Kozhikote Jayan, director of pharma and life sciences at Hewlett-Packard Asia-Pacific, said the counterfeit drug trade puts everyone in the supply chain at risk, ranging from raw material providers to manufacturers, distributors, wholesalers, logistics service providers, pharmacies and distribution institutions, such as clinics and hospitals.

"Patients are at risk as they do not receive the intended benefits of the real drug," Jayan said in an e-mail interview. "The quality of material, manufacturing process and counterfeit packaging affects the safety of a drug."

Stokes said IT plays an important role in the fight against counterfeiting, from the automation of processes to data monitoring, management of serialized numbers, streamlining of data exchange and business processes, and helps ensure security along the entire supply chain.

Stamping out the problem
There are two main methods today to combat drug counterfeiting: "pedigree" and "track and trace".

A drug pedigree, Stokes explained, is a statement of origin that identifies each prior sale, purchase or trade of a drug. It includes the date of transactions, as well as names and addresses of all parties involved in the transactions. As a drug moves from the manufacturer through the supply chain, each company along the process adds to the pedigree.

The seller identifies the drugs and the full chain of custody, certifies the pedigree of each and transmits this in advance. The trading partner receiving the drugs then authenticates the pedigree.

When the shipment arrives, the pedigree of the drug is matched to the product and signed, verifying its accuracy.
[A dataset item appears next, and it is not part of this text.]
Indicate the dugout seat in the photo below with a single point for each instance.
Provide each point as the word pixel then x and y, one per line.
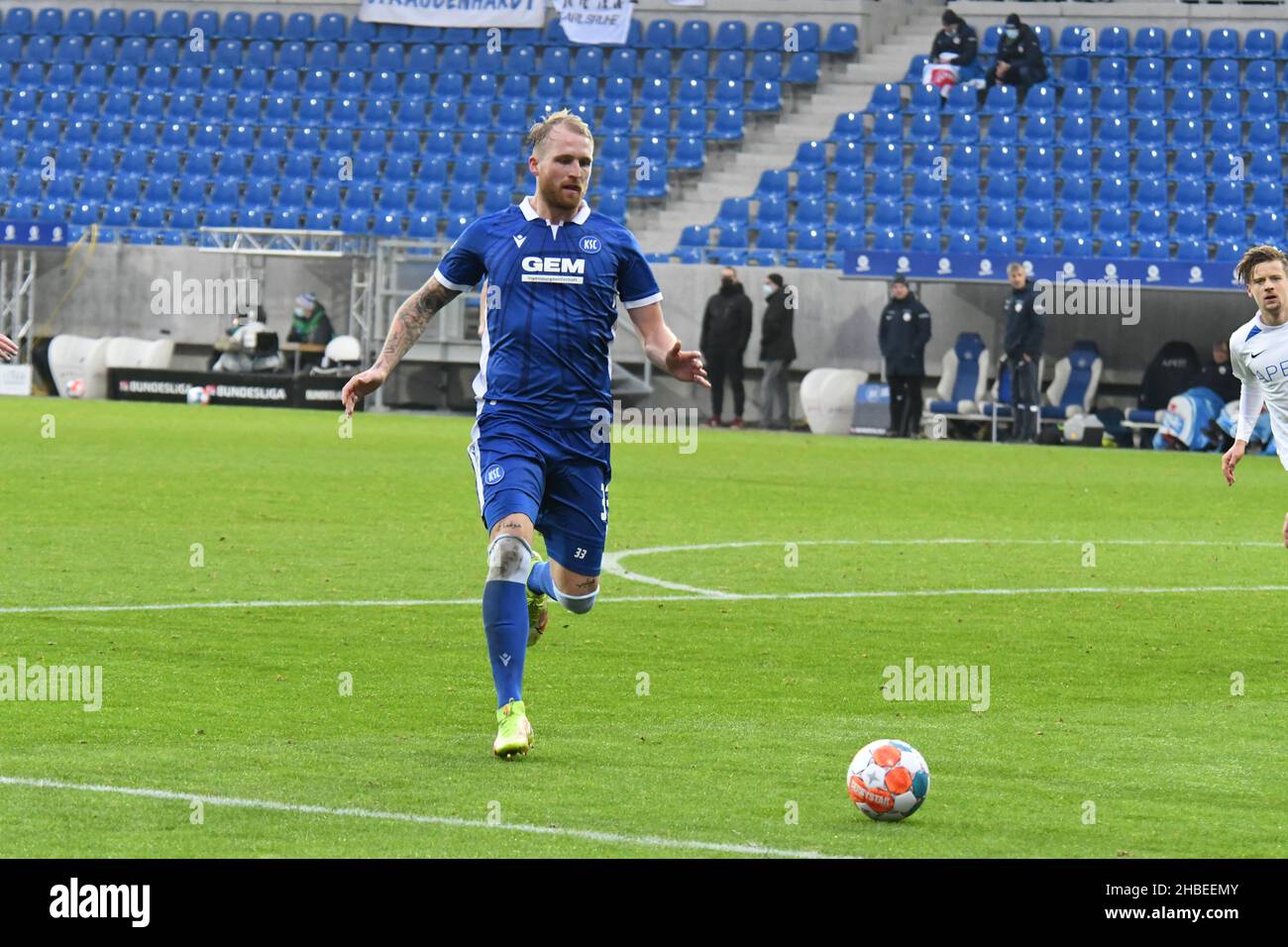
pixel 962 379
pixel 1074 381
The pedigree software maintains the product-to-pedigree match while the products are in inventory. The distributor can then send individual units to pharmacy customers, with each unit having an individual pedigree, Stoke said.

As paper pedigrees can be fairly easy to counterfeit, manually tedious and cost-prohibitive, more pedigrees are now being provided by electronic documents called ePedigrees. These must contain a digital signature created via only government-approved technology and verified by an automated system. The digital signature must also follow common PKI (public key infrastructure) practices, including the issuance and management of digital certificates.

The track-and-trace process keeps tabs on the serial numbers, product master data and distribution channel information over the product's lifecycle, Stokes said. Serialized and non-serialized events are managed along with the master data in an open framework to allow internal and external trusted parties access to product identification, status, location and event data at any point in the supply chain.

Serialized tracking and tracing radio frequency identification (RFID) and 2D barcode technology are used to identify an individual bottle of drugs, and trace its entire lifecycle from manufacturing to wholesaling, distribution, retailing and dispensing.

According to Stokes, Axway deploys both types of security processes to ensure the safety of the US$1.3 billion in healthcare transactions a day, that go through the company's business-to-business infrastructure.

RFID's the way
HP's Jayan said deploying RFID and global positioning system (GPS) technologies along the drug supply chain helps to combat counterfeiting. "Ultimately, RFID tags make business sense because they help in tracking the consignment at every stage."

Lum Seow Khun, public sector country manager at IBM Singapore, said RFID fulfills the criteria that anti-counterfeiting technology must be cost-effective, adaptable and scalable.

The capacity of RFID tags to contain enough data for the identification of unique items, combined with their ability to layer encryption and additional features, lets companies raise operating efficiencies and decrease labor costs, while simultaneously increasing security levels, said Lum in an e-mail.